Réforme : quid des régimes spéciaux ?

Quelles évolutions sont prévues pour les régimes spéciaux avec la réforme des retraites ? Notre experte fait le point.
Sommaire

En France, il existe actuellement 37 régimes de retraite, dont 15 sont des régimes spéciaux. Les régimes spéciaux se distinguent des autres régimes car ils se voient appliquer des règles en général plus avantageuses en termes d’âge légal, de durée de cotisation ou alors de mode de calcul des droits à retraite. Quelles sont les évolutions prévues dans la réforme pour les régimes spéciaux ?

3 infos à retenir : 

  • Les régimes spéciaux sont des régimes de retraite qui ont un régime avantageux par rapport au reste des régimes de retraite ,
  • Certains régimes spéciaux vont disparaître progressivement à partir du 1er septembre 2023 : les nouveaux embauchés cotiseront au Régime général, tandis que les anciens continueront à cotiser auprès du régime spécial ,
  • Les autres régimes spéciaux sont maintenus, la Fonction publique est simplement réformée quant à la durée de cotisation. 

Pour en savoir plus sur les réformes des retraites des 3 dernières décennies, découvrez notre article : Tout savoir sur les réformes des retraites de 1993 à 2023

Les régimes spéciaux avant la réforme

Il y a trois grands groupes de régimes spéciaux :

  1. le régime de la Fonction publique (fonctionnaires et militaires),
  2. le régime des entreprises et des établissements publics (SNCF, RATP, EDF-GDF)
  3. les régimes construits autour d’une profession ou d’une entreprise (Opéra de Paris, Comédie française, Banque de France…).  

Un des grands changements annoncés au moment de la préparation de la réforme de la retraite devait être la fin des régimes spéciaux, afin d’unifier le système de retraite français. Dans quelles mesures le projet de loi voté respecte-t-il cet engagement ? 

La disparition progressive de certains régimes spéciaux 

La réforme des retraites ne prévoit pas de suppression pure et simple des régimes spéciaux, mais la disparition progressive de certains régimes spéciaux.  

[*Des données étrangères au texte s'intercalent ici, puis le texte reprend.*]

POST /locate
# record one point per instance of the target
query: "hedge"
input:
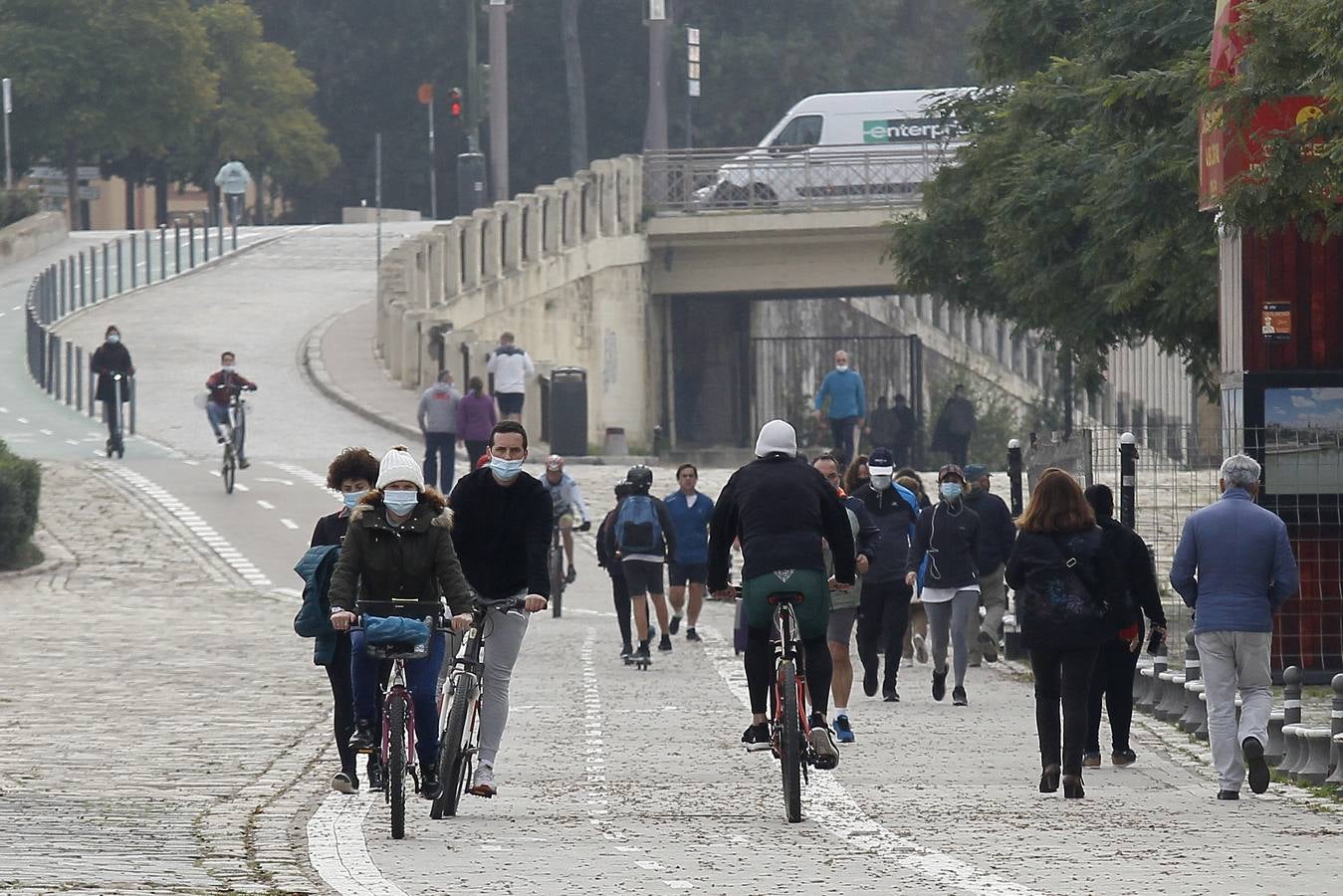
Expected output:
(20, 484)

Les régimes spéciaux concernés sont les suivants : la CNIEG (industries électriques et gazières), la RATP, la CRPCEN (clercs et employés de notaire), la Banque de France et le CESE (Conseil économique, social et environnemental).  

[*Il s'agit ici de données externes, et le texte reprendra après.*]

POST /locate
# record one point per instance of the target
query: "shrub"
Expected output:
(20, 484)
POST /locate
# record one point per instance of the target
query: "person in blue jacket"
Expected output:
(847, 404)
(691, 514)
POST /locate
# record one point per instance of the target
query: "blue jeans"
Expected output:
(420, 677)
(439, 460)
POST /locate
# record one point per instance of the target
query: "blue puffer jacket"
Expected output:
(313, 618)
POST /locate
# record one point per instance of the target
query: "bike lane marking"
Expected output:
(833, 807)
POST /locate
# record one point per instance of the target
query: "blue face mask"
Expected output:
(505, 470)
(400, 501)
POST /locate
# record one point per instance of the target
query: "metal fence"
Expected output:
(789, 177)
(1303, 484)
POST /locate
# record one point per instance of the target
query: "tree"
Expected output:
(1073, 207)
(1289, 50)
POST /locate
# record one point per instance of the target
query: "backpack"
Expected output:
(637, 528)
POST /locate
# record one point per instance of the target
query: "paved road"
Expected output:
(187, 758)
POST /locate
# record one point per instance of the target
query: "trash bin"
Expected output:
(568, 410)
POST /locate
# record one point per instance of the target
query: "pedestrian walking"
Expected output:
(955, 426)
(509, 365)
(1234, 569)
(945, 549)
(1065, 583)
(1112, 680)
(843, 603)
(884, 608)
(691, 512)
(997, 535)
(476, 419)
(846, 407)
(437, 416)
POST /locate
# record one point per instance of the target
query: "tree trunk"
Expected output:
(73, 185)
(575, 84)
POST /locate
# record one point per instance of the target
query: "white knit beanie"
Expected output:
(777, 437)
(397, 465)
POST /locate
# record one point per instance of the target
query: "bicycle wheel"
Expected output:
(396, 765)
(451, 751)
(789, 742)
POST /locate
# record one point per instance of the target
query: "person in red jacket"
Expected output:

Ainsi, à partir du 1er septembre 2023, les nouveaux embauchés dans ces professions ou ces entreprises cotiseront désormais au Régime général, comme les salariés du secteur privé. En revanche, les personnes embauchées avant cette date continueront bien à cotiser auprès du régime spécial, selon la clause dite « du grand-père ». Ces régimes disparaîtront donc lorsque les embauchés antérieurs au 1er septembre 2023 arrêteront de toucher leurs retraites, c’est-à-dire dans plusieurs décennies.  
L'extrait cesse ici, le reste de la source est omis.